In short [or maybe at length], what are our investments in making, building, geeking out, hacking, coding, designing, reading (socially or otherwise), theorizing, critiquing, navelgazing? I come down hard on the side of Bianco when it comes to critical-creative praxis–I did so when I thought I was just a writer and I do so now, in the process of shifting my identity to that of maker. I don’t think writing, reading, and thinking critically and creatively can be excluded from the category of “doing,” as a recent twitter spat I had with another attendee of the Digital Humanities Winter Institute can attest. But rather than arguing about who’s cool or sexy, we need to seriously interrogate the kinds of cultural and academic capital attached to the practitioners who get to inhabit those labels, as well as the cost to those who don’t.
Hi Melissa,
Your post has some really interesting points! This “anxiety of definitions” is more than a simple pursuit of boundaries. It has to do with institutions and their agendas, market, or university recruiting, etc., and our readings showed that, particularly Golumbia’s text.
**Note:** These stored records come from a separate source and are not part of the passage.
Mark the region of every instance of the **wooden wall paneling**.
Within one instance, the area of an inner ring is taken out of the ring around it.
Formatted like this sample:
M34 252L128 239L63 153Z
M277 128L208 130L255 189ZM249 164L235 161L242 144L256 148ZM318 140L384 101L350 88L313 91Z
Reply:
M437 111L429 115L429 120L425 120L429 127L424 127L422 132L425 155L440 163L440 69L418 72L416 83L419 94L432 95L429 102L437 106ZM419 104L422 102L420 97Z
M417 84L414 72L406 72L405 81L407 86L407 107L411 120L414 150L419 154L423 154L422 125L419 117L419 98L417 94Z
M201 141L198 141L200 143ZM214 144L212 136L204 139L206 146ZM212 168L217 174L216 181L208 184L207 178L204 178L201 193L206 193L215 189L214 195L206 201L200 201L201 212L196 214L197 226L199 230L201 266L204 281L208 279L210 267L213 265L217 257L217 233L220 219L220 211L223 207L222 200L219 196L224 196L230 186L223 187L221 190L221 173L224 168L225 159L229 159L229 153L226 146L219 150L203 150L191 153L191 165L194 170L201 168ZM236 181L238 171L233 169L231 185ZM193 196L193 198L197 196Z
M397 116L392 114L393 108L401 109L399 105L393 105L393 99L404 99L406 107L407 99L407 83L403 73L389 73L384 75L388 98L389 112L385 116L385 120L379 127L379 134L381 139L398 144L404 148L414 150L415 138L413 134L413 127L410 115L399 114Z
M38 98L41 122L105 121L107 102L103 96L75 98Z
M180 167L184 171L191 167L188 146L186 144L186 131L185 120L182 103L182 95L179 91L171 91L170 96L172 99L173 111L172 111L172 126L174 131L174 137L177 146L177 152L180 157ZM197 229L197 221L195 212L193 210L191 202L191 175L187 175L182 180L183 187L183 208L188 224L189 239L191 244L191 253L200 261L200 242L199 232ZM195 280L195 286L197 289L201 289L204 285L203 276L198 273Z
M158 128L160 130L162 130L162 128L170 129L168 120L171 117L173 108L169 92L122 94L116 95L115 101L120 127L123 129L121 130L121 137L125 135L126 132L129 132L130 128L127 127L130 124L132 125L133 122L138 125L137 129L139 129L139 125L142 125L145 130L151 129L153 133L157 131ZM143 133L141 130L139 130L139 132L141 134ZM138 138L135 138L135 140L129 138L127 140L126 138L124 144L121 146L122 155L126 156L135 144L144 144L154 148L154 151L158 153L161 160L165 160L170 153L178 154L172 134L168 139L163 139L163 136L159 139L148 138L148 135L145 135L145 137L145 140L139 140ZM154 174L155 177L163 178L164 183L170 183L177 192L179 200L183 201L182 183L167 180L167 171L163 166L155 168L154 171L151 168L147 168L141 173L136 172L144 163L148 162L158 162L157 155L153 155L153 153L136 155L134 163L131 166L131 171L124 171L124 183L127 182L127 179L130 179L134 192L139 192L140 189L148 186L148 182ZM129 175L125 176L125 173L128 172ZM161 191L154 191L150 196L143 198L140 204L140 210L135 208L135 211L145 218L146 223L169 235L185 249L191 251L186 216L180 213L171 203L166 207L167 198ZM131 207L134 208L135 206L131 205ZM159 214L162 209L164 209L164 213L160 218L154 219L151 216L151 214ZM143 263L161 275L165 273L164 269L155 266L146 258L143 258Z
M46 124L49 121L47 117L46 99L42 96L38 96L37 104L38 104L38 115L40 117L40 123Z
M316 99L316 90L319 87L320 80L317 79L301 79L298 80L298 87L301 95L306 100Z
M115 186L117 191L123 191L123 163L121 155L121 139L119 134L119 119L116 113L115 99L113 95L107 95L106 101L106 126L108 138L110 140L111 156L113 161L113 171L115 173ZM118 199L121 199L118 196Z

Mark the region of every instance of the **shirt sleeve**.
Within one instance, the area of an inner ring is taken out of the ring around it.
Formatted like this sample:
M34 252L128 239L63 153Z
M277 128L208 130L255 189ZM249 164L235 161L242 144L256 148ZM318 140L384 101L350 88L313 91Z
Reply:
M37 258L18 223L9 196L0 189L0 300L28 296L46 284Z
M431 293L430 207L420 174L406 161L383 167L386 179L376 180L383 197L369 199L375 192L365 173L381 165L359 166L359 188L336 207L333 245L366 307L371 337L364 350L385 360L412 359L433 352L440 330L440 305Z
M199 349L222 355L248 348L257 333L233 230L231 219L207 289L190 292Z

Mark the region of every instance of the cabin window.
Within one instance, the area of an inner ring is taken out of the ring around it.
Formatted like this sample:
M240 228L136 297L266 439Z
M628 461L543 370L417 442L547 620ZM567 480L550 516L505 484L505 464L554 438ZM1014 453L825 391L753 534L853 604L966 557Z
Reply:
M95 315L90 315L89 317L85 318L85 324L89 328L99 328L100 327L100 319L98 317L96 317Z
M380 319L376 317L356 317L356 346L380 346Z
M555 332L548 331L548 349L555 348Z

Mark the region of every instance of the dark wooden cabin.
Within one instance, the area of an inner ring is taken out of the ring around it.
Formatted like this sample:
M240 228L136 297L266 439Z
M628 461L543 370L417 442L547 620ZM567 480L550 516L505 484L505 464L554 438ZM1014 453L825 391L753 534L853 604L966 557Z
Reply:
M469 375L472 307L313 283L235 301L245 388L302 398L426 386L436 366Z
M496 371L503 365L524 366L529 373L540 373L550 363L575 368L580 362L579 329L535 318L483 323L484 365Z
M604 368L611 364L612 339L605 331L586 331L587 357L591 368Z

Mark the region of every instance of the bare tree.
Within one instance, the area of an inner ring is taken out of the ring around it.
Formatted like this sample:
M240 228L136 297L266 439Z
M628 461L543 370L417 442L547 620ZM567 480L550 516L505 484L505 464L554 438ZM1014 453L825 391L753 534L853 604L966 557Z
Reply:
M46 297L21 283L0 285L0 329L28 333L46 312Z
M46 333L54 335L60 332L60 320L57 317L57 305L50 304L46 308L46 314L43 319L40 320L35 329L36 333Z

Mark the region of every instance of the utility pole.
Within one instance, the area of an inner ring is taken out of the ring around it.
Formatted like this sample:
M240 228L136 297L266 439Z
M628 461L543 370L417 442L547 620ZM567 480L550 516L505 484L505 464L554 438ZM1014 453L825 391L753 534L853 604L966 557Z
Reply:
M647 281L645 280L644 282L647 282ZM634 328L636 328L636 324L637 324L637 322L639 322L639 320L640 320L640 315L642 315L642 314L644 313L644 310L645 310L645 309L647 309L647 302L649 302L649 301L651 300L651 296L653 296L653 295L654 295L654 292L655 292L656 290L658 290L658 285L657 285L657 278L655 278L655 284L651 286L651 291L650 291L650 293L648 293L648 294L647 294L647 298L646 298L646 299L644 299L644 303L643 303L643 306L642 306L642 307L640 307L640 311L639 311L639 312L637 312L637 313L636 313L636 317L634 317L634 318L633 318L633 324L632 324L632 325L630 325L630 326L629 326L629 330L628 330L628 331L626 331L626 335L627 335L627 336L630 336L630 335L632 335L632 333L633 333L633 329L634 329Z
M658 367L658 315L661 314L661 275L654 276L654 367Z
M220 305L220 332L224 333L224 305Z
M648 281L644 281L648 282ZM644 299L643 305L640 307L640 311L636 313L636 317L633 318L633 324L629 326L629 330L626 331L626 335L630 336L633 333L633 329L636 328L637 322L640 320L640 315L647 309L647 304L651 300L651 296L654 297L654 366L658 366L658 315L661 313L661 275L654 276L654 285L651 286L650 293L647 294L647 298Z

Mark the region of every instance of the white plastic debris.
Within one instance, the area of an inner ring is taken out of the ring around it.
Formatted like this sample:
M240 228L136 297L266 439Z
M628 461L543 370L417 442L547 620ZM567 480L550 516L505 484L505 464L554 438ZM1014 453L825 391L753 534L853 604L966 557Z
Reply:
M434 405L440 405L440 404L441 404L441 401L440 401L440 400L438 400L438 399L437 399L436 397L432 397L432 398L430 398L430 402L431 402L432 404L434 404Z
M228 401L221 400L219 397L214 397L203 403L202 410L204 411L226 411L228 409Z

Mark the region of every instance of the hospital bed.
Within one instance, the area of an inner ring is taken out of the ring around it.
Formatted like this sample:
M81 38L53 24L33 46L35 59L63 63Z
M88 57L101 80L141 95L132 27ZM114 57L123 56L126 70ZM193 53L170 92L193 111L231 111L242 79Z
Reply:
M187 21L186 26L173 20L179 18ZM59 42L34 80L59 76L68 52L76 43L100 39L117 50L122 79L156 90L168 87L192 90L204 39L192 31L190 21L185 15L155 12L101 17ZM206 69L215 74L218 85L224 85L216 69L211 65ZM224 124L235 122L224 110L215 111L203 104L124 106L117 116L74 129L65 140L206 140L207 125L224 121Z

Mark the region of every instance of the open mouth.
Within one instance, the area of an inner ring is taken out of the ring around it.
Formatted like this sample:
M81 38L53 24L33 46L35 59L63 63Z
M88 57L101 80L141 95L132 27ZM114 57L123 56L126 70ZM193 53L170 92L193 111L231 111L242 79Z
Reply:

But what I like about DH is that it also allows you to work in a very independent way, independent not only from institutions but also from publishing houses or any other kind of mediation in the publishing process. And I think that the most interesting part of the DH is that we are in touch with the production of things, as you said you liked, and work materially in the production of texts.
Awesome post, especially in conjunction with Mary’s “What’s in a name?” question, I think. I’ve been trying to remember what I’ve read on naming (I took a “Philosophy of Language” course in undergrad that was the bane of my existence, yet continues to haunt me by always being theoretically relevant) but there’s such a huge power dynamic there–giving something a name is in and of itself a form of creation. (Think of our individual names–my mom always said that because all three kids got my dad’s last name, *she* would choose our first and middle names. As such, my two siblings and I all have names related to my mom and her family–so how much of our identity is based on on our mom and excludes our dad? A lot).
Anyway, you make an important point about the need to investigate the motivation behind these names, boundaries and definitions, and the question of “who gets to inhabit these labels.”